Step 8: Respond to Review

Review is a dialogue, not a verdict. Treat every comment as a question worth answering, even if you disagree with the suggestion.

  1. Common feedback for first contributions:

    • Add a test case covering an edge condition you missed.

    • Explain in a code comment why you sorted at this layer and not another.

    • Tighten the commit message to describe the user-visible behavior change, not the implementation detail.

  2. For each comment:

    • If you are making the requested change, push the update to the same branch and reply "done" with a brief note on what changed.

    • If you disagree, explain your reasoning calmly and ask for clarification before overriding the feedback.

    • If the comment is a question, answer it directly in the thread, not just in the code.

Reply to every reviewer comment, even just to say "done." Reviewers scan for unaddressed comments before approving, and a silent push of updates can leave them uncertain whether you read their feedback.
  1. After addressing all comments, ask for re-review explicitly.
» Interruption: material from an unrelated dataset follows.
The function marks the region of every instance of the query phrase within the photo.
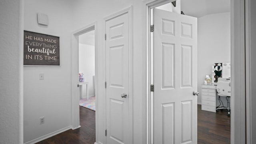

Reviewers work across many tickets — they will not always notice that you pushed an update.

What You Learned From This Example

Walking through this one bug fix, you exercised the full contribution workflow:

  • Using the Internals Map to find the right code quickly rather than searching blind.

  • Writing a failing test first to prove you understand the bug and give reviewers a concrete validation artifact.

  • Keeping the fix minimal so the diff is easy to review and the risk surface stays small.

  • Using Patch Classification and the Test Selection Matrix to scope the work correctly and avoid missing required pieces.

  • Finding reviewers systematically using git history and JIRA, instead of guessing or pinging the wrong people.

  • Closing the loop in review by responding to every comment and asking for re-review explicitly.

Every contribution you make after this one follows the same cycle. The subsystems change, the complexity varies, but the workflow is the same: understand the problem, reproduce it in a test, fix it minimally, scope the surrounding work, find the right reviewers, and see it through.